Borussia Dortmund has not enjoyed a positive close to the first half of the season, and their loss to Hertha Berlin this weekend leaves them nine points adrift of Bayern Munich in the Bundesliga table heading into the winter break.
Borussia Dortmund only won four of their last nine matches across all competitions, and their win over Besiktas on the final group stage match day in the Champions League wasn’t enough to see them progress out of the group, as their fate had already been determined. For a good portion of that run, they were without Erling Haaland, but he marked is return to action a week before the 3-2, Det Klassiker loss to Bayern.
Hertha Berlin has not had the best of seasons itself, but it has done well to navigate out of the relegation zone. Still, Dortmund CEO Hans-Joachim Watzke said that he felt Dortmund’s fatigue was clearly evident at the end of what was a lackluster “English Week” for them. “We didn’t have a drop of fuel left in the tank. You saw it with Erling, with Marco, nothing worked,” Watzke told Bild (via Sport1), adding that his side had “four-fifths of the defense” missing and saying that Berlin’s pitch was “unworthy of a Bundesliga team.” Pitch conditions were just as poor for Bayern’s midweek trip to Stuttgart, as it seems to be a bit of a consistency that opposition grounds don’t seem to be in the best shape when either Bayern or Dortmund come to town.
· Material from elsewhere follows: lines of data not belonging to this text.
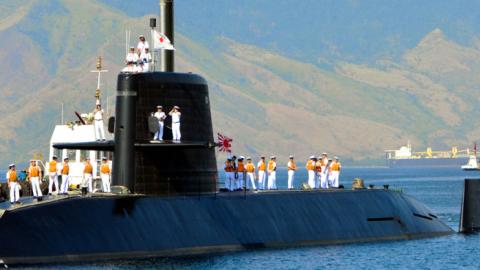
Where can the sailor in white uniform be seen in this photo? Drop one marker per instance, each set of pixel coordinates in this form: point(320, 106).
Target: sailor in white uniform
point(160, 115)
point(175, 114)
point(131, 61)
point(98, 123)
point(146, 59)
point(142, 44)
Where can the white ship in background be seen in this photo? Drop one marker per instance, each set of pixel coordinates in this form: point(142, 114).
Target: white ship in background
point(406, 157)
point(81, 130)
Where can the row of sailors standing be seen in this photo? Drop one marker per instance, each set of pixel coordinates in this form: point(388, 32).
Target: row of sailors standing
point(138, 61)
point(54, 170)
point(322, 173)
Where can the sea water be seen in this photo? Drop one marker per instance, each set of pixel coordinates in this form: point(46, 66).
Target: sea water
point(439, 188)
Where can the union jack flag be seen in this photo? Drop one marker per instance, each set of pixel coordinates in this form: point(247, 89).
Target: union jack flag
point(224, 143)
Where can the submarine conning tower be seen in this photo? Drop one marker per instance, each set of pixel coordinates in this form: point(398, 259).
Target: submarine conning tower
point(168, 168)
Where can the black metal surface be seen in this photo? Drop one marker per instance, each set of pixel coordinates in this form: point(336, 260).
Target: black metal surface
point(470, 213)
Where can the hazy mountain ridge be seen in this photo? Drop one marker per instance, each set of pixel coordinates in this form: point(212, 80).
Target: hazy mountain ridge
point(268, 102)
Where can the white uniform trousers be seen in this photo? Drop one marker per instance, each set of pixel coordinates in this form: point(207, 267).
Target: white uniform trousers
point(176, 131)
point(272, 180)
point(14, 192)
point(311, 178)
point(261, 180)
point(99, 129)
point(64, 186)
point(88, 178)
point(291, 177)
point(251, 181)
point(37, 192)
point(105, 182)
point(334, 179)
point(324, 180)
point(52, 179)
point(159, 134)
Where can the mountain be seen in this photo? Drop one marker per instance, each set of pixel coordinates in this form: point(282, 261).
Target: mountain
point(270, 99)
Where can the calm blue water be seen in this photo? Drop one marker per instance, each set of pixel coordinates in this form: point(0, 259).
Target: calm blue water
point(439, 189)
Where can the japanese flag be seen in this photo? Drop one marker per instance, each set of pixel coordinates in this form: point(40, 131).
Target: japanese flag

The result in Berlin was the last thing going into the Bundesliga’s winter break period that Dortmund would’ve wanted. While it will be a great opportunity for some rest and regeneration for the players in the squad, the nine point gap behind Bayern will be increasingly difficult to make up in the Ruckrunde, especially having already lost to their rivals once. After the loss to Berlin, Watzke wasn’t interested in trying to congratulate Bayern for ending the first half of the season with the nine point gap. “It depends on the claim. We wanted to get closer. But that also means that and Bayern have to come a little closer. The way they play, you can’t get close,” he explained.
Watzke has also been outspoken before about his admiration of Joshua Kimmich and feels that players of his caliber, and having more of them, is the big difference between Dortmund and Bayern. “80 million difference in salary, of course you can sign ten world-class players more. Moreover, they do it well, have the most money and do it well,” he said. He knows just how vital the dual pivot of Kimmich and Leon Goretzka is for Bayern as well as the German national team, but realizes you’d have to pay “20, 25 million euros salary” to have them. “From this quality, it’s hard to do,” he said, even though he knows they’re “top, you simply have to say that,” in his own estimation.
Dortmund has a history losing some of its top stars to Bayern, and with the financial gaps between the two clubs, Watzke knows that if Kimmich and Goretzka were both at Dortmund, they would’ve left by now. “At Bayern they extended, at us they probably would have been gone again,” he said, suggesting that they’re success would’ve resulted in them leaving for Bayern.